# Nik, OnOne, Topaz: Which and Why?



## ColorfulMonochrome (Sep 15, 2013)

So, I'm seeing all over these forums people recommending the above three applications to all aspiring photographers. My question is why would you get each one? I've noticed there's some repetition in each program, yet it's always recommended to get all three. So, what's the benefit of each? 

Also, if you're trying not to spent a big chunk of money all at once, then what order should you buy them in? Would it be just as beneficial to buy individual software from each company vs buying the whole set/suite? 

I know these would help a lot in my post-processing, but it can get pretty pricey when you add up each of these software applications.
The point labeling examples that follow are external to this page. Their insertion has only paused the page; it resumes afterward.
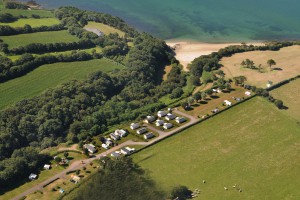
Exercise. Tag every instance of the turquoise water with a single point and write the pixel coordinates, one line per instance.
(202, 20)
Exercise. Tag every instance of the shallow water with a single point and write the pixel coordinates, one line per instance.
(202, 20)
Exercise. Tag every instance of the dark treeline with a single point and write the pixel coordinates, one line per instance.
(119, 179)
(78, 110)
(74, 17)
(8, 30)
(211, 62)
(39, 48)
(26, 63)
(15, 5)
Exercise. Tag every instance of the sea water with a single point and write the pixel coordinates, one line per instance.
(202, 20)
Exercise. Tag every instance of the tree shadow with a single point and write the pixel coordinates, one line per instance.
(214, 96)
(203, 102)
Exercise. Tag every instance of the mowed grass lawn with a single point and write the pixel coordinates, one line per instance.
(252, 145)
(33, 22)
(290, 95)
(49, 76)
(40, 37)
(287, 60)
(104, 28)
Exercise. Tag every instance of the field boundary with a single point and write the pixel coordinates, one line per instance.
(198, 122)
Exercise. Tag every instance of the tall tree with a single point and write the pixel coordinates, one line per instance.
(271, 62)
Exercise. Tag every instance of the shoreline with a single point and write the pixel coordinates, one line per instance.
(187, 50)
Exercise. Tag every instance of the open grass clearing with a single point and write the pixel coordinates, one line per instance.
(287, 65)
(290, 95)
(252, 145)
(204, 107)
(40, 37)
(33, 22)
(104, 28)
(49, 76)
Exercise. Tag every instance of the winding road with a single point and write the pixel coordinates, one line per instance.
(78, 164)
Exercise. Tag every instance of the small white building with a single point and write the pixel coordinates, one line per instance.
(148, 136)
(180, 120)
(247, 93)
(32, 176)
(227, 103)
(134, 126)
(125, 151)
(141, 131)
(105, 146)
(90, 147)
(159, 122)
(161, 113)
(149, 119)
(114, 136)
(170, 116)
(121, 133)
(115, 154)
(168, 125)
(47, 167)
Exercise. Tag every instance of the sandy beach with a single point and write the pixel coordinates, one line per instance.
(187, 51)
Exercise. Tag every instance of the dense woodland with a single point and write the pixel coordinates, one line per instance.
(77, 110)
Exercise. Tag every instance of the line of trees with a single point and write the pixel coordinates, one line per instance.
(211, 62)
(38, 48)
(6, 30)
(77, 110)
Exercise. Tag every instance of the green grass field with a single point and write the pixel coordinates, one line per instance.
(49, 76)
(40, 37)
(33, 22)
(104, 28)
(290, 95)
(252, 145)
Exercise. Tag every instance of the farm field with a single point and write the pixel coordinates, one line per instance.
(40, 37)
(215, 101)
(104, 28)
(49, 76)
(290, 95)
(33, 22)
(257, 149)
(286, 59)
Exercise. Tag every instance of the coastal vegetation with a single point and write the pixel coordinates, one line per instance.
(252, 145)
(286, 67)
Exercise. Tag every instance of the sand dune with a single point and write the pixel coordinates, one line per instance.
(188, 51)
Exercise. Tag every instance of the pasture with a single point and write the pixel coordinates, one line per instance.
(33, 22)
(40, 37)
(104, 28)
(49, 76)
(286, 59)
(252, 145)
(290, 95)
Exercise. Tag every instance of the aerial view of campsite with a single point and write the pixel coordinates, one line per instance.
(149, 100)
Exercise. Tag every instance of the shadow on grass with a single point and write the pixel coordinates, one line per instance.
(148, 157)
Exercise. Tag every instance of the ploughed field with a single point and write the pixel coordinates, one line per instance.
(49, 76)
(253, 145)
(287, 60)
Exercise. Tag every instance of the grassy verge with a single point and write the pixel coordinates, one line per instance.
(48, 76)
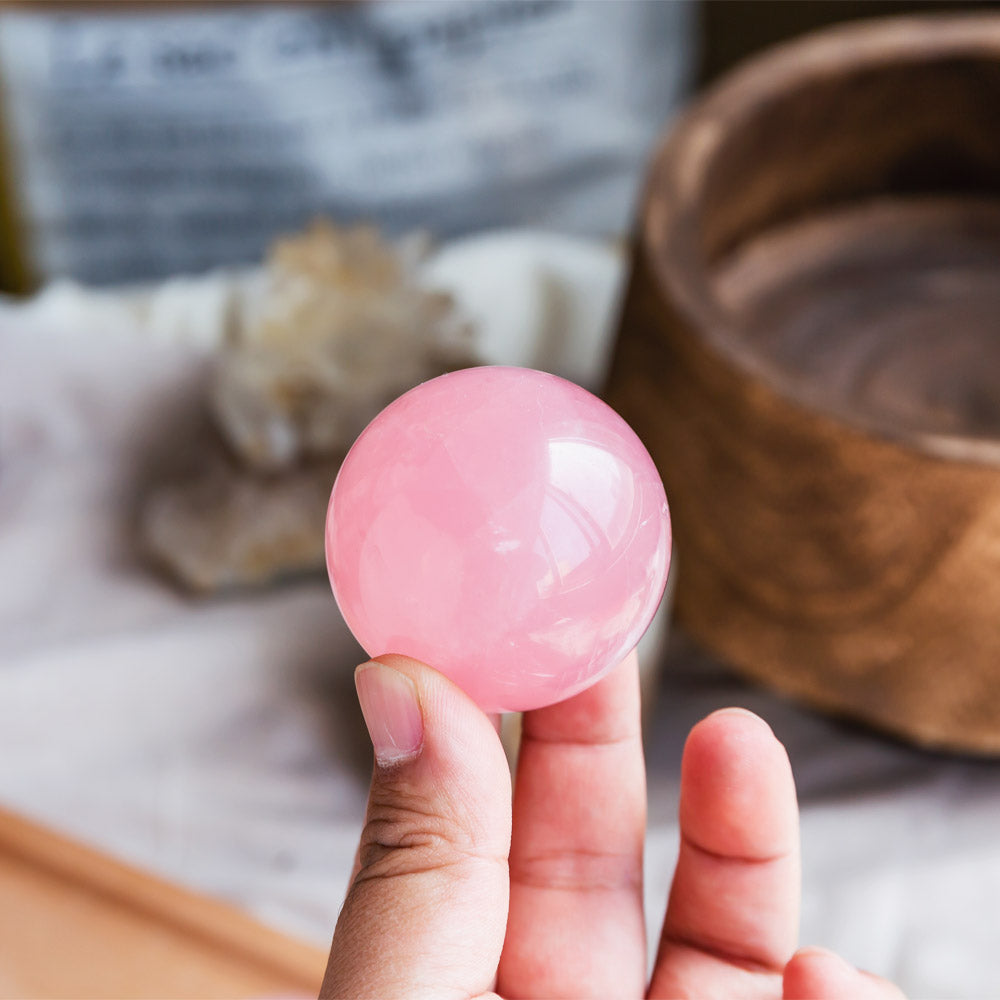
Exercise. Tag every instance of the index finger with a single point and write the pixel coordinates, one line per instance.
(576, 851)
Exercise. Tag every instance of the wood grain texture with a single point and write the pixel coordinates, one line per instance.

So, I'm hoping to get what'll help me the best without going broke in a week or month, if that makes sense.

Any information and help is definitely appreciated. =-]


----------



## KmH (Sep 15, 2013)

The industry standard is Photoshop.

I would recommend starting with one of the free raster graphics applications like GIMP.org or Photoscape.org.

Photoshop Elements is usually more than sufficient for amateur photographers.

From a professional's perspective, the applications you mention are pretty inexpensive as far as professional grade software goes.

Check out this thread this thread, and in particular see post #9 - http://www.thephotoforum.com/forum/graphics-programs-photo-gallery/339256-topaz-software.html


----------



## ColorfulMonochrome (Sep 15, 2013)

I already have both Lightroom and Photoshop, but I'm constantly hearing how those aren't enough. That Nik, OnOne, or Topaz is practically required. I'm also nowhere near professional yet, so it's expensive for where I'm at.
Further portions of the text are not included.